Revertir la familia
La invitación a cambiar lo orgánico por lo electivo representa muy bien un sentir común de nuestra época: que todo aquello que no elegimos es una rémora


“La familia es una institución que hay que revertir como el concepto que teníamos de tradicional y llevártela a la familia que eliges, a la familia que son las personas con las que compartes tu tiempo, a las que quieres abrazar, te dan buenos consejos y, en definitiva, te enseñan un montón”. Lo decía Inés Hernand en la presentación de La familia de la tele, el programa que presentará a partir de finales de abril en TVE junto a María Patiño y que contará con colaboradores como Belén Esteban o Kiko Hernández. Será un formato curioso de analizar, como curioso de analizar es que la élite cultural progresista que antaño clamaba contra la telebasura hoy celebre la inclusión de sus rostros más conocidos en un formato de servicio público.
Pero ese no es el asunto que hoy nos ocupa. El caso es que hay que revertir el concepto tradicional de familia, asociado a la sangre, y empezar a considerar familiares no a los que nos han dado la vida, sino a los que hemos elegido para transitarla. Lo dice Inés Hernand, y es comprensible que así sea: como ella misma ha relatado en varias ocasiones, creció en una familia que no le dio amor ni atención, con unos padres negligentes y ausentes que delegaban la crianza en abuelos y personal doméstico y que la dejaban sola en Navidad para viajar tranquilamente. La familia de Inés es casi por obligación quien ella ha elegido, porque la que le tocó decidió no serlo.

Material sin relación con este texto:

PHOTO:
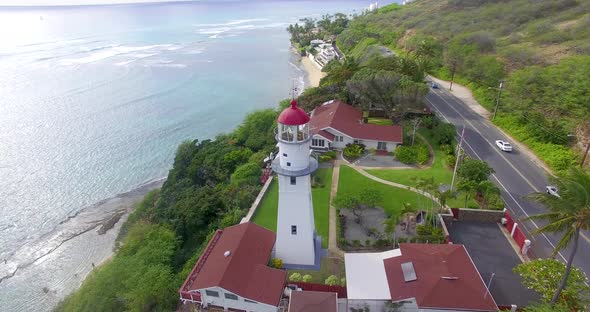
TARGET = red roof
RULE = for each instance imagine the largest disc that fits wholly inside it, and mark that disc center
(293, 115)
(313, 301)
(244, 272)
(349, 120)
(446, 278)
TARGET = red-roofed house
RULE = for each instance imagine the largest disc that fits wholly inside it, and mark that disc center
(335, 124)
(418, 276)
(232, 272)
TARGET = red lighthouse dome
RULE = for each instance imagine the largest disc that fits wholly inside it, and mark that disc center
(293, 116)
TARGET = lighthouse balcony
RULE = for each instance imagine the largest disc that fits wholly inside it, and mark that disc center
(313, 166)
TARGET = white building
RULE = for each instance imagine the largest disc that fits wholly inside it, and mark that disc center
(335, 124)
(417, 277)
(232, 272)
(296, 235)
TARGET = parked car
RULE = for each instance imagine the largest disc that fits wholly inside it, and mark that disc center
(552, 190)
(504, 146)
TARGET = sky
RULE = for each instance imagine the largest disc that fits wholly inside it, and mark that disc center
(71, 2)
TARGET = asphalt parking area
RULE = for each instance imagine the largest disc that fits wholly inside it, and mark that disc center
(492, 254)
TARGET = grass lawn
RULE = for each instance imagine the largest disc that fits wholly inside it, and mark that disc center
(380, 121)
(439, 170)
(266, 214)
(329, 266)
(350, 181)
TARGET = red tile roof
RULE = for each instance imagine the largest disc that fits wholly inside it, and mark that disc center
(313, 301)
(244, 272)
(349, 120)
(446, 278)
(293, 115)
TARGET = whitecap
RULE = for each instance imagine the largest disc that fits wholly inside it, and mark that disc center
(232, 22)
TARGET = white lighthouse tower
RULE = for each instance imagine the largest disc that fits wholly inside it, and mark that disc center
(296, 234)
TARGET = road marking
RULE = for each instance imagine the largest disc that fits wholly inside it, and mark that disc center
(495, 148)
(584, 236)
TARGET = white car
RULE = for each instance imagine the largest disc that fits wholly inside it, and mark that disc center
(552, 190)
(504, 146)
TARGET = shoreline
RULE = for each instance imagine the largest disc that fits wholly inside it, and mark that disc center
(84, 241)
(313, 73)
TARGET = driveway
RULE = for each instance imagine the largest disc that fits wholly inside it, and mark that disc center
(492, 253)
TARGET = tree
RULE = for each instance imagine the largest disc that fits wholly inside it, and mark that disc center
(467, 187)
(392, 92)
(474, 170)
(544, 276)
(390, 226)
(352, 202)
(568, 215)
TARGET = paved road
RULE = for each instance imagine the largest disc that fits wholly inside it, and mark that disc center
(515, 174)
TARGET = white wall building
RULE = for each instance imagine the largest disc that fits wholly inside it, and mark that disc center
(335, 124)
(296, 235)
(232, 272)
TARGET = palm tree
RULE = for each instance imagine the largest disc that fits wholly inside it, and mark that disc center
(568, 215)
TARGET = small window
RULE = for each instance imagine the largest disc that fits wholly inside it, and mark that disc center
(231, 296)
(212, 293)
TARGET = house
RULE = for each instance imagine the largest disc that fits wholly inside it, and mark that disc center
(335, 124)
(313, 301)
(232, 273)
(424, 277)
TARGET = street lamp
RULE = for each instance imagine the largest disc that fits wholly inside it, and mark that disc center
(497, 98)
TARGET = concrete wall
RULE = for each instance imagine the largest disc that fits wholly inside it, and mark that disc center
(240, 304)
(297, 155)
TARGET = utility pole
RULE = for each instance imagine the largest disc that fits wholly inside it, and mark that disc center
(416, 124)
(498, 98)
(458, 157)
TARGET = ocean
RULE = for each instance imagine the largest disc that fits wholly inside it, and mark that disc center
(94, 101)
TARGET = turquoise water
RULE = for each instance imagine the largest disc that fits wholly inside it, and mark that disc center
(94, 101)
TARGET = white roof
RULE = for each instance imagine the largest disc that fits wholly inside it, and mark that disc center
(365, 275)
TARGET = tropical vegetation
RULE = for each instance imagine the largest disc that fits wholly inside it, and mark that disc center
(569, 214)
(211, 185)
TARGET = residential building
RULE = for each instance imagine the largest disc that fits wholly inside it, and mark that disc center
(335, 124)
(417, 277)
(232, 273)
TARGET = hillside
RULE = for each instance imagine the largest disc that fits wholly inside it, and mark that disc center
(540, 49)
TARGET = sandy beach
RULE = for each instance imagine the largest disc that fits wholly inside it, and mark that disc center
(314, 74)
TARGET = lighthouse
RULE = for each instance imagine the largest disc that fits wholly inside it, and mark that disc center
(296, 236)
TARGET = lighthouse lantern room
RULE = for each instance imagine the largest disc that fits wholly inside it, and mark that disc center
(296, 237)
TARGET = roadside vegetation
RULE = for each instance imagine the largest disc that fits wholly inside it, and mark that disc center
(211, 185)
(539, 49)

Pero, aunque comprensible para cualquiera que conozca su historia, la propuesta de Hernand es problemática por varias razones. La primera de ellas es que trata de hacer un mandato universal de una experiencia, por suerte, muy particular: la suya. ¿Por qué tendríamos, por qué querríamos aquellos que tenemos familias más o menos funcionales, en las que hay muchas heridas pero también mucha luz, “revertir” el concepto de familia? ¿Cuál sería la verdad o el bien extraídos de dotar a nuestros amigos de una condición que, por definición, no tienen? ¿No tiene acaso la amistad sentido, entidad y belleza por sí misma, como muy bien defienden Jacobo Bergareche y Mariano Sigman en su último libro, escrito a cuatro manos?
Es probable que Inés Hernand no haya pensado con detenimiento su propuesta. Que cuando le pusieran la alcachofa delante simplemente contestara sin reflexionar demasiado, porque tampoco le daban tiempo para ello. Pero su invitación a cambiar lo orgánico por lo electivo, a valorar lo segundo por encima de lo primero, representa muy bien un sentir común de nuestra época: que todo aquello que no elegimos es una rémora que debe ser sorteada, cuando no destruida. Que solo lo que hemos escogido o construido tiene valor y sentido, puede ser amado y respetado. Es de ahí en parte de donde nace el rechazo contemporáneo a lo que nos ha tocado en suerte, ya sea la familia, la patria o incluso el sexo biológico. Es esa soberbia ingenua la que late en la propuesta antropológica de las ideologías modernas, del hombre nuevo socialista al übermensch fascista pasando por el hombre hecho a sí mismo del capitalismo.
La invitación de Hernand tiene algo de verdad, porque en el fondo lo que está diciendo es que una familia es allí donde hay amor, que no es una cuestión de forma sino de fondo. Pero yerra prescribiendo para todos lo que solamente será justo y necesario para unos pocos. Y es ciega a una realidad misteriosa y bella: que hay una libertad infinita en escoger amar lo que uno no ha elegido, sino que le ha elegido a uno.